When out for his morning walk, Parisian bookseller Laurent Letellier comes across a woman’s handbag thrown on top of a garbage bin. After a failed attempt to turn the bag over to the police, Letellier eventually opens the bag. The purse is missing money and identification, but the bag does contain other belongings, including a red notebook. In the notebook he discovers observations that attract him to the owner. 

That evening, Letellier’s girlfriend pays him a visit. She detects a scent from the bag, which Letellier has hidden, but he reassures her no woman has visited his apartment. The next morning, however, she finds a hairgrip he has dropped from the bag. She leaves him a note announcing the end of their relationship.

Meanwhile, we discover the whereabouts of the owner of the handbag, Laure. She is lying in a hospital bed, the victim of a mugging and a cerebral hematoma. Her recovery is slow, but she does eventually leave the hospital. Through some excellent detective work, Letellier finds her apartment and even watches her cat while she is in the hospital, but he then leaves before meeting her, fearing he may somehow offend her by his investigation and his view of her personal life through the notebook.

To say more here would hurt the suspense and plot of The Red Notebook.

But I must add that The Red Notebook impresses on several fronts.

First, there is author Antoine Laurain’s subtle sense of humor. Here, for example, is his description of Letellier going through the woman’s handbag: 

“Laurent would never have imagined that a woman’s bag could have so many nooks and crannies. It was even more complicated than dissecting an octopus on the kitchen table. Several times he thought he had emptied a pocket only to find a lump at the bottom which turned out to be a stone, no doubt picked up at some meaningful moment. He found three of them in all, in different parts of the bag. And a conker, probably picked up in a park.”(Conker was new to me; it’s a used snail shell.)

Then there is the sense of the author finding some amusement in his story, a joy in living he hopes to share with the reader. He pokes gentle fun at authors and bookselling. He surely relished describing the notebook as red, while Letellier’s bookshop is called Le Cahier Rouge, which in French means “The Red Notebook.”

Antoine Laurain also gives us a book of mysteries. He describes those weird cross-connections we make everyday with the people around us. In his quest, Letellier, for example, must track down a reclusive author, Patrick Modiano, who had once signed a book for Laure. For her part, Laure must explore several bookshops in her quest for this man who returned her notebook and purse.

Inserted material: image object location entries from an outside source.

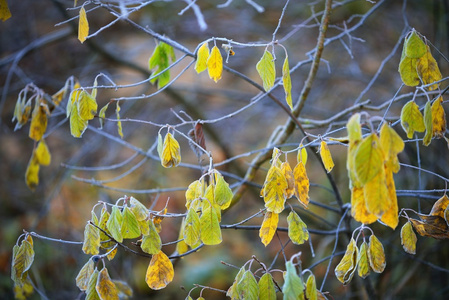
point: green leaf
(130, 227)
(83, 277)
(428, 123)
(287, 83)
(266, 287)
(91, 244)
(222, 192)
(247, 287)
(265, 68)
(210, 227)
(293, 286)
(151, 243)
(114, 224)
(297, 229)
(192, 228)
(412, 119)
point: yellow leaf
(345, 269)
(215, 64)
(311, 292)
(297, 229)
(302, 154)
(412, 119)
(210, 231)
(438, 118)
(268, 228)
(368, 159)
(358, 207)
(287, 83)
(301, 184)
(38, 122)
(201, 58)
(391, 144)
(390, 217)
(288, 174)
(326, 157)
(32, 172)
(376, 194)
(83, 26)
(42, 153)
(408, 238)
(171, 154)
(160, 271)
(408, 72)
(181, 246)
(106, 289)
(5, 14)
(428, 70)
(414, 46)
(265, 68)
(82, 279)
(91, 243)
(376, 255)
(428, 123)
(274, 190)
(119, 123)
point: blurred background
(34, 50)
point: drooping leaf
(38, 124)
(247, 286)
(5, 13)
(428, 123)
(414, 46)
(42, 153)
(91, 244)
(293, 286)
(201, 58)
(363, 261)
(82, 279)
(287, 83)
(376, 194)
(210, 231)
(222, 192)
(358, 207)
(192, 228)
(160, 271)
(301, 184)
(130, 226)
(83, 25)
(369, 158)
(215, 64)
(428, 70)
(345, 269)
(267, 71)
(326, 157)
(266, 287)
(171, 153)
(376, 255)
(151, 243)
(408, 238)
(274, 190)
(412, 119)
(106, 289)
(297, 229)
(268, 228)
(114, 224)
(311, 292)
(438, 118)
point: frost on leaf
(160, 271)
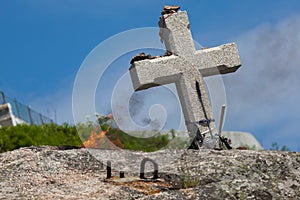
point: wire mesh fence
(24, 112)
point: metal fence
(24, 112)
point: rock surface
(53, 173)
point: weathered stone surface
(186, 67)
(49, 173)
(239, 139)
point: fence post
(2, 97)
(29, 114)
(17, 108)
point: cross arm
(153, 72)
(218, 60)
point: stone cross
(186, 67)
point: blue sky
(43, 44)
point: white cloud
(264, 94)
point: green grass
(29, 135)
(59, 135)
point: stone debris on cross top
(185, 66)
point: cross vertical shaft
(186, 68)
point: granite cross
(186, 67)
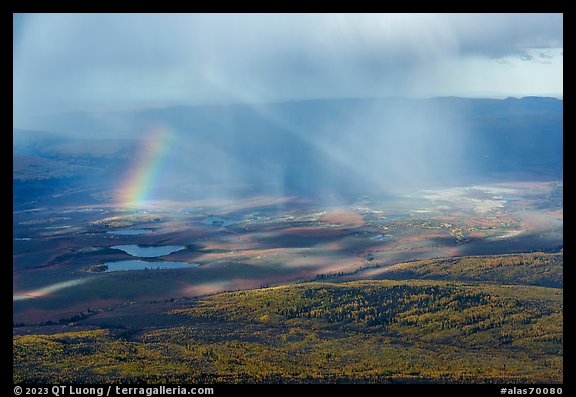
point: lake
(217, 221)
(148, 252)
(129, 232)
(144, 265)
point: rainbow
(135, 187)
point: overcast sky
(68, 62)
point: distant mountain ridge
(319, 145)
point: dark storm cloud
(73, 60)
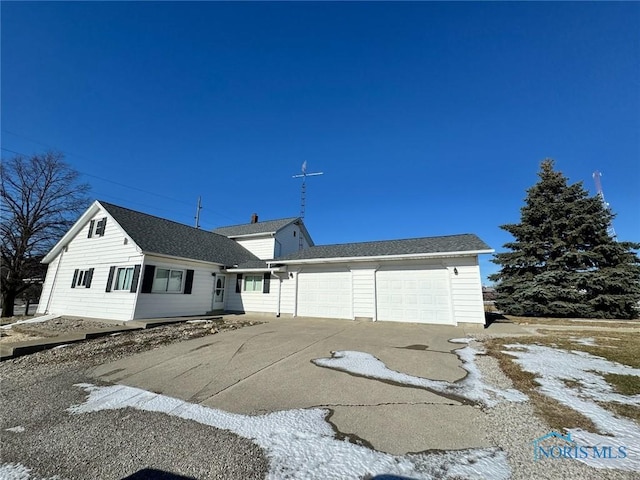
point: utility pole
(198, 208)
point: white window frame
(126, 287)
(81, 281)
(251, 282)
(156, 289)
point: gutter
(411, 256)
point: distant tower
(303, 193)
(596, 178)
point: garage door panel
(413, 296)
(324, 294)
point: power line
(106, 179)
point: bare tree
(41, 198)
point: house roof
(165, 237)
(270, 226)
(428, 246)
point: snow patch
(554, 367)
(18, 429)
(471, 387)
(589, 341)
(40, 319)
(301, 444)
(17, 471)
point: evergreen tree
(563, 262)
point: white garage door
(324, 294)
(413, 296)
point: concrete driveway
(267, 367)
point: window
(82, 278)
(253, 283)
(166, 280)
(123, 278)
(96, 229)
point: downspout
(279, 293)
(55, 277)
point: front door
(218, 292)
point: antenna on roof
(303, 193)
(198, 208)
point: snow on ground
(301, 444)
(17, 471)
(554, 367)
(471, 387)
(40, 319)
(589, 341)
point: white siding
(254, 302)
(261, 247)
(466, 290)
(363, 289)
(289, 243)
(47, 285)
(288, 295)
(99, 253)
(198, 302)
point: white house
(120, 264)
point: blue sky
(426, 118)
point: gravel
(37, 389)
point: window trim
(255, 281)
(126, 286)
(170, 270)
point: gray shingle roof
(428, 245)
(270, 226)
(164, 237)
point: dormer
(270, 239)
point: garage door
(324, 294)
(413, 296)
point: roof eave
(372, 258)
(72, 232)
(173, 257)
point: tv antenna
(303, 194)
(303, 191)
(596, 178)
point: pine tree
(563, 262)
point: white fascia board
(411, 256)
(251, 235)
(182, 259)
(256, 270)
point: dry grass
(574, 322)
(621, 348)
(624, 384)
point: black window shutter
(101, 227)
(266, 283)
(188, 282)
(147, 278)
(112, 271)
(89, 278)
(134, 280)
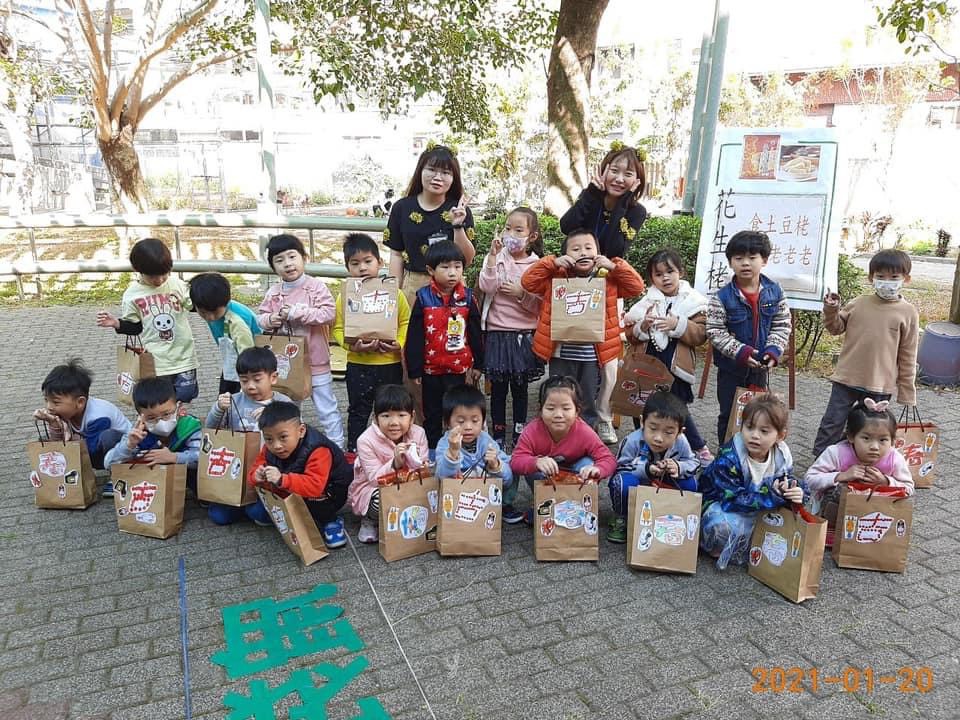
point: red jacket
(622, 282)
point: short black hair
(281, 243)
(256, 359)
(359, 242)
(463, 396)
(443, 252)
(393, 398)
(665, 404)
(749, 242)
(575, 233)
(151, 392)
(895, 261)
(71, 379)
(209, 291)
(151, 257)
(277, 412)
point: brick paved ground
(90, 625)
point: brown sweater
(879, 351)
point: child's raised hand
(105, 319)
(548, 466)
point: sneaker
(704, 456)
(369, 531)
(617, 532)
(608, 436)
(511, 516)
(333, 534)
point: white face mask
(888, 289)
(162, 427)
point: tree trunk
(568, 101)
(123, 164)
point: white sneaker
(369, 531)
(606, 432)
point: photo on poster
(759, 157)
(799, 163)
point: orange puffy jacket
(622, 282)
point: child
(466, 445)
(69, 410)
(370, 363)
(670, 321)
(304, 305)
(392, 443)
(155, 306)
(434, 208)
(866, 456)
(509, 317)
(444, 342)
(558, 437)
(752, 472)
(657, 451)
(748, 322)
(879, 352)
(302, 460)
(608, 205)
(584, 362)
(232, 324)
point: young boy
(232, 324)
(657, 451)
(593, 366)
(748, 322)
(879, 352)
(155, 306)
(305, 305)
(303, 461)
(468, 446)
(257, 369)
(370, 363)
(69, 410)
(444, 339)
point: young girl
(305, 305)
(866, 456)
(670, 321)
(608, 205)
(558, 437)
(392, 443)
(509, 317)
(434, 209)
(752, 472)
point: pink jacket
(502, 312)
(374, 460)
(312, 312)
(535, 442)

Finally, as a review on the back-jacket of the book states, The Red Notebook is “the very quintessence of French romance.” The story of Letellier and Laure offers us a story of love and destiny light and sweet as the brush of lovers’ lips. The Red Notebook calls to mind Nina George’s weightier novel, The Little Paris Bookshop, previously reviewed in The Smoky Mountain News. Like Laurain’s novel, The Little Paris Bookshop has as its theme “star-crossed lovers” and the yearning heart. 

Highly recommended.

•••

This past April marks the twentieth annual poetry month, inaugurated by the Academy of American Poets. April has passed us by, but the good news is that for those of you who love poetry — and I suspect you may be as rare as snowflakes in May — every month is Poetry Month. And for those of you who aren’t readers of verse, I urge you to give verse a try. Dig out some poetry in your local library or bookstore, or find it at dozens of places online. 

Be daring. And no matter how old you are, be an opsimath. (“One who learns late in life”, courtesy of Stephen Fry in The Ode Less Travelled).